The strength is a film with an indecipherable story featuring almost exclusively stop-motion models is still engaging and well worth watching.
The weakness is with an indecipherable story you are forced to focus on the images presented. Hellscapes, tortures, both real and surreal but by the hour mark it starts to get wearing. I was more intrigued when we were transported, along with Assassin to clearly recognisable areas. The level of ‘war’ was intriguing. huge monolithic tanks warring with each other for eternity, devastated cities, atomic bombs constantly going off. A level of Hell that must simply be called ‘war’. I particularly liked the early level with the let’s say ‘dust bunny men’ being crushed by the relentless machines and gods of industry, destroyed, swept up and then reconfigured to work for all time and have the same things happen over and over again. That was as great as it was depressing.
Others that watch those scenes will interpret them another way. That is the beauty of any great art, the viewer sees what they see in it, the person next to them something else. No one is right, no one is wrong. Mad God is very much this way.
I will confess, heresy to some I would imagine, my mind started to wander in the final quarter, I saw what was going to happen coming and was at least partially correct and by then the relentless weird images, rather like steak every day for dinner, were starting to lose some lustre, as it were.
This is not to say Mad God is a bad film or boring. It is not, the skill and dedication and attention to detail are up there as clear as day.
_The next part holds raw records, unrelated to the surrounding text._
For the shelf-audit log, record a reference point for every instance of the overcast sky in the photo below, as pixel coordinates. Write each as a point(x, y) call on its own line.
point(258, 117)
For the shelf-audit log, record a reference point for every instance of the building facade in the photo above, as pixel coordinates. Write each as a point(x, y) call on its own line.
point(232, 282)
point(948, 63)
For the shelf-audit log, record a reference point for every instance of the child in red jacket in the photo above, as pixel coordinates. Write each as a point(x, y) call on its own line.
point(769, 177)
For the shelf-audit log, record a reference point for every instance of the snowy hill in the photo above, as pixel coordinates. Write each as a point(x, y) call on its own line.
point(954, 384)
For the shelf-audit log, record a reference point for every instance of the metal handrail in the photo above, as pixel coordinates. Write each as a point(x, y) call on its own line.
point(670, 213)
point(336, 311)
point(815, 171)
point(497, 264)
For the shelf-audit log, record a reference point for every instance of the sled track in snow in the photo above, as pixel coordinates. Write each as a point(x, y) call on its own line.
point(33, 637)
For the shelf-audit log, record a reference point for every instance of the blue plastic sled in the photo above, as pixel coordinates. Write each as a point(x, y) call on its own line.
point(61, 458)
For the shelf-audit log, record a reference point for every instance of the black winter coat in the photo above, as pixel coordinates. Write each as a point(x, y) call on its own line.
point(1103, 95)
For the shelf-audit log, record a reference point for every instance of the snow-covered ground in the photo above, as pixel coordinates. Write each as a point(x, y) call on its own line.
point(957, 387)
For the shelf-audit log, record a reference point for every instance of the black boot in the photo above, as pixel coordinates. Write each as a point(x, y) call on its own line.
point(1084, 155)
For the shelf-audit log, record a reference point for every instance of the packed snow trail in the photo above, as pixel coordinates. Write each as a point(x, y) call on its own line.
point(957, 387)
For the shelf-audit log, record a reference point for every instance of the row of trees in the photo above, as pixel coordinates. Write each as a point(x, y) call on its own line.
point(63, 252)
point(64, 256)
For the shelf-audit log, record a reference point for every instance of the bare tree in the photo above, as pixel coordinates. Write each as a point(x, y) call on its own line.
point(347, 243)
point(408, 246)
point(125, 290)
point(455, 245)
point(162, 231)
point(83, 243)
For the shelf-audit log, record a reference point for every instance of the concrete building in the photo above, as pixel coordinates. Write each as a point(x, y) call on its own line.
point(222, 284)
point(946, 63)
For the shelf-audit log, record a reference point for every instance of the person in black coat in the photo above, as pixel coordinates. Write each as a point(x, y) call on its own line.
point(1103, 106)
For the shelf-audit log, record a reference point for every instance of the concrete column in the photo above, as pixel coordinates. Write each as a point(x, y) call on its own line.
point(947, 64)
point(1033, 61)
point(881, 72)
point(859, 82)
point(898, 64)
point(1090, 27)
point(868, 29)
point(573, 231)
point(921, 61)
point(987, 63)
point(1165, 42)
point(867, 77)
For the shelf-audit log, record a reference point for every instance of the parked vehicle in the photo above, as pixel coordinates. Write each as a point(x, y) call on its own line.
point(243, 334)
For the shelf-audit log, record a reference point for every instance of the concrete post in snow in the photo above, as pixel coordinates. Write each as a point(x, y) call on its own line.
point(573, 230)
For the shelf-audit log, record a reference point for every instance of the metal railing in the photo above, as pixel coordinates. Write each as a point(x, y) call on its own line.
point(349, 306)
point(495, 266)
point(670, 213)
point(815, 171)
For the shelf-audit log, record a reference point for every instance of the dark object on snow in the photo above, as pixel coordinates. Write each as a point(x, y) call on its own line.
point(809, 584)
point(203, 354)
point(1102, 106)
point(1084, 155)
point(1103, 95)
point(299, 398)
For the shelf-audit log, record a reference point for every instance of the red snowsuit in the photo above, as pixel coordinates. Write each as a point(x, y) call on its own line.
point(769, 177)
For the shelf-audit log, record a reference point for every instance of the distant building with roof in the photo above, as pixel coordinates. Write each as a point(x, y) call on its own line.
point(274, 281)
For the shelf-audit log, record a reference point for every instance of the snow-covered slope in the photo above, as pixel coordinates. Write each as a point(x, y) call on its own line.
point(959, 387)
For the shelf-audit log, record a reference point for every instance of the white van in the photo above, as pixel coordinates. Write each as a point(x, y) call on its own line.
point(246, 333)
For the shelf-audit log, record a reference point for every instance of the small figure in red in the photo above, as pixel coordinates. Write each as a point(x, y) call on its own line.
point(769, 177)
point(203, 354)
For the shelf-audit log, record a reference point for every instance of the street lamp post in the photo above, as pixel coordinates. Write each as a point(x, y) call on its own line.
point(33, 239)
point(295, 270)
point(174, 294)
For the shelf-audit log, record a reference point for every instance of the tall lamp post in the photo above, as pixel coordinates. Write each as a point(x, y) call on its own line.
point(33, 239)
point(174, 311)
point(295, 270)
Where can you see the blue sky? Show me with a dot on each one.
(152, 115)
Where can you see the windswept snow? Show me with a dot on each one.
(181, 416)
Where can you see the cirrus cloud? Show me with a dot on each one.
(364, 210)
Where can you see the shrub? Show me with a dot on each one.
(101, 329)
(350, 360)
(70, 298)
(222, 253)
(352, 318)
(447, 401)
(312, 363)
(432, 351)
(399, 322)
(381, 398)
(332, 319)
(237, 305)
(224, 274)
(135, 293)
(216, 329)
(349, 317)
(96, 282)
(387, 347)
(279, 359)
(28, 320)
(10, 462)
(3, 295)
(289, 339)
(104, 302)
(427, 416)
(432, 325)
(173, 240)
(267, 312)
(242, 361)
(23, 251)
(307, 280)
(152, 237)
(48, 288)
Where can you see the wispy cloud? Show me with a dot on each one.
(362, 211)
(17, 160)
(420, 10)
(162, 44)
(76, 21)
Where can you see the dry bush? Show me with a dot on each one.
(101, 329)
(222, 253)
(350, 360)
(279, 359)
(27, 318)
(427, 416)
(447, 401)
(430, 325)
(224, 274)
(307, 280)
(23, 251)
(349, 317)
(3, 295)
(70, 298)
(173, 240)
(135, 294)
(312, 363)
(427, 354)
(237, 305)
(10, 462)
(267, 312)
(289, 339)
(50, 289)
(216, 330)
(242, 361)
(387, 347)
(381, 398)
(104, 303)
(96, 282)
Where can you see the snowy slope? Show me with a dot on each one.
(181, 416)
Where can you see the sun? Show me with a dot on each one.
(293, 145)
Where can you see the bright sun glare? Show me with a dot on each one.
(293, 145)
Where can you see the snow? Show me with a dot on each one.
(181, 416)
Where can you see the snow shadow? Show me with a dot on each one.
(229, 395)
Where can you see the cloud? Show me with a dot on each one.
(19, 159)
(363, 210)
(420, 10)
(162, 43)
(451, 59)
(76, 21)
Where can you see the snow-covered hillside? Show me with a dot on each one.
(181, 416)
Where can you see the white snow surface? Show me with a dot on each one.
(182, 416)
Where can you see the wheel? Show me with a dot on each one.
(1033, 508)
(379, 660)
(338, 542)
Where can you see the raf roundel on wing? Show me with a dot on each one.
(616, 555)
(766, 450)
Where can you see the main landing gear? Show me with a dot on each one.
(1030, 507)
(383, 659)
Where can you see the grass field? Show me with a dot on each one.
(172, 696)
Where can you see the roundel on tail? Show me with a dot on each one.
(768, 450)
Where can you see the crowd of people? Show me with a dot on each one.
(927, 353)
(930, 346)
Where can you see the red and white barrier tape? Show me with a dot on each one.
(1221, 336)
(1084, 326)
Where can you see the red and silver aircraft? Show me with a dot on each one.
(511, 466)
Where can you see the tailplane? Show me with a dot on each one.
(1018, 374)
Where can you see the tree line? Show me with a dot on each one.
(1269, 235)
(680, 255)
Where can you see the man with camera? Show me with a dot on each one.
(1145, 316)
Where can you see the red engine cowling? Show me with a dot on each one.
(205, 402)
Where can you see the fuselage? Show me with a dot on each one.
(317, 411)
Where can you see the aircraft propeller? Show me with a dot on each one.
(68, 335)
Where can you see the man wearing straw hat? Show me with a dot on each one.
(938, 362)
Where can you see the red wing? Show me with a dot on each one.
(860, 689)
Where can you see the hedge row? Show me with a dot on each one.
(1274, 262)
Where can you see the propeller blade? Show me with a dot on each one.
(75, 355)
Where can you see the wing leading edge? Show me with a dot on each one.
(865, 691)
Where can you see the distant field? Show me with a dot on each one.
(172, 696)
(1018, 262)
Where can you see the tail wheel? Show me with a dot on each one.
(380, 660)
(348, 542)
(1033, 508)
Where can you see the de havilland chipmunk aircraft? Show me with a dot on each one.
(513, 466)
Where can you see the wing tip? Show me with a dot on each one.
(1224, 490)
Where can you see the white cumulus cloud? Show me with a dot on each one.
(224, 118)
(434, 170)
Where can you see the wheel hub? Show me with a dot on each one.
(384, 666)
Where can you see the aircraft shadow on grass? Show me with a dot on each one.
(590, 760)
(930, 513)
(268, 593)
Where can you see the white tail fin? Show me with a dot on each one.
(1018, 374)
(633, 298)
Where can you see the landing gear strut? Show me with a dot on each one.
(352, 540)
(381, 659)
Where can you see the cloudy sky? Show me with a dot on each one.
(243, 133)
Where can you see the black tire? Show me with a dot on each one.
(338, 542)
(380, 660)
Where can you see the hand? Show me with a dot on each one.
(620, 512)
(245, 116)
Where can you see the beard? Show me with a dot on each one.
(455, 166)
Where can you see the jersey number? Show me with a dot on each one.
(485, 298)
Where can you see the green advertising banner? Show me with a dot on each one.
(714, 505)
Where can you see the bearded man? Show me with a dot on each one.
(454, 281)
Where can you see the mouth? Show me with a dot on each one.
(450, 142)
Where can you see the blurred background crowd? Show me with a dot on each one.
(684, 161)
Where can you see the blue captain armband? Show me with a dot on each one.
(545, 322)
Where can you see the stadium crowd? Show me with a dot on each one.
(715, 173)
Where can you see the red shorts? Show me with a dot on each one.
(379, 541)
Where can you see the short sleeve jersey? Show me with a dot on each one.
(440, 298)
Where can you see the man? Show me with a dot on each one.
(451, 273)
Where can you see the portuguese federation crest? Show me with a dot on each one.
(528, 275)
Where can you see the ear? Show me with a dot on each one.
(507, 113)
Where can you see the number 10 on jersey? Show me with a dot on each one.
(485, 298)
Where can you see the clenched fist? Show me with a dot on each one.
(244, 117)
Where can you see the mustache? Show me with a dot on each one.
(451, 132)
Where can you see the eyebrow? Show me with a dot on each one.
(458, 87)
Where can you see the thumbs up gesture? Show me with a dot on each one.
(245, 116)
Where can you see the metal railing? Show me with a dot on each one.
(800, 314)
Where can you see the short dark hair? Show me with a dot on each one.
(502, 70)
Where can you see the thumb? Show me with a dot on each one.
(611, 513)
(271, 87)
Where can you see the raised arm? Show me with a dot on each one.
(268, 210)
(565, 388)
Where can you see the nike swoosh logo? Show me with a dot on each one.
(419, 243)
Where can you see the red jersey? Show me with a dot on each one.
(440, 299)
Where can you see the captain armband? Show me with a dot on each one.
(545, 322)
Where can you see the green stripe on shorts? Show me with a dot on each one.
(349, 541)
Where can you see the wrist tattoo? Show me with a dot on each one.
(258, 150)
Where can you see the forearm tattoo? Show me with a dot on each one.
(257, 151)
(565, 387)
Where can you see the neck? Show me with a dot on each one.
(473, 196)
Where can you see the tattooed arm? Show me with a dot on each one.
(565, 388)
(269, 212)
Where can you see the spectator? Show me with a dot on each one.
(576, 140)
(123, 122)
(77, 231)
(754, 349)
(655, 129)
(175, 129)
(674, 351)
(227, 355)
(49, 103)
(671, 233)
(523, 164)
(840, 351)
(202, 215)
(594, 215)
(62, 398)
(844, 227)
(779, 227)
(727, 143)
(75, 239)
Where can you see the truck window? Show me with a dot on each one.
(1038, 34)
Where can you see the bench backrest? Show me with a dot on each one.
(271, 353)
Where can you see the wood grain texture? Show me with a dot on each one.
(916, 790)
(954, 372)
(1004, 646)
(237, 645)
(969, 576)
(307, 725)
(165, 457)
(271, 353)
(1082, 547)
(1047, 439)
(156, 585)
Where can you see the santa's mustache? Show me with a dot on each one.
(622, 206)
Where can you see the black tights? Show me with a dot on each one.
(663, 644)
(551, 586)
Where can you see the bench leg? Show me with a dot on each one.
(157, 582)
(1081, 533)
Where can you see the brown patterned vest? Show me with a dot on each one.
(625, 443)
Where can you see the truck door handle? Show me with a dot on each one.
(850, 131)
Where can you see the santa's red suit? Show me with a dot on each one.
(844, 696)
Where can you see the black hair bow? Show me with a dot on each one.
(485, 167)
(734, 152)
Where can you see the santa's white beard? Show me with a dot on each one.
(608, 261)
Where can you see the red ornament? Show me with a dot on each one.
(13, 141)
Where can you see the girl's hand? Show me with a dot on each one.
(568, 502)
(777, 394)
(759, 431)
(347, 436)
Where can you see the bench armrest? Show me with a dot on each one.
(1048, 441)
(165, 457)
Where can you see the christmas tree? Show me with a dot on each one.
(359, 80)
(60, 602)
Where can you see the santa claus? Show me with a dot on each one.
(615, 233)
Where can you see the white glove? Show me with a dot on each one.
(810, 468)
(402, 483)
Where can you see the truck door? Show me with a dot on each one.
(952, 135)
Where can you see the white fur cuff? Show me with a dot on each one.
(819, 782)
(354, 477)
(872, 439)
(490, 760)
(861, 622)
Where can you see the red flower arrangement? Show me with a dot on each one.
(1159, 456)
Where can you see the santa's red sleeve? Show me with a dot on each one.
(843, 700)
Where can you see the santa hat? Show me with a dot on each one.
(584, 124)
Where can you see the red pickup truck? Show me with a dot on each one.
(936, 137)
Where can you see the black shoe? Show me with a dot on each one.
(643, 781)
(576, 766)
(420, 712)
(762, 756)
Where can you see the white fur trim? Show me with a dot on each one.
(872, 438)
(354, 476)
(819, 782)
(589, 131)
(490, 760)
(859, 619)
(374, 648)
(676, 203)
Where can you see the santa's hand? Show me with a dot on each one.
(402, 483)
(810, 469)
The idea of a thoughtless, heartless, cruel, netherworld of pain, death, deviation and never-ending horror is all very Hieronymus Bosch but for the medium of film I felt this needed a tiny bit more narrative and perhaps a smallish break from the bleakness.
Oh and ever wondered what happened to that unique director Alex Cox? Apparently, he’s been growing his nails….
I read that Phil Tippett wanted to make this longer and not knowing what he had in mind it could have then been perfect or possibly worse. We will never know.
Mad God is indeed mad. It is a work of mad love and dedication and showcases a vivid and dark imagination produced by a person at the very top of the tree.
If you are a film buff of any type you must see Mad God. Even if it is only once.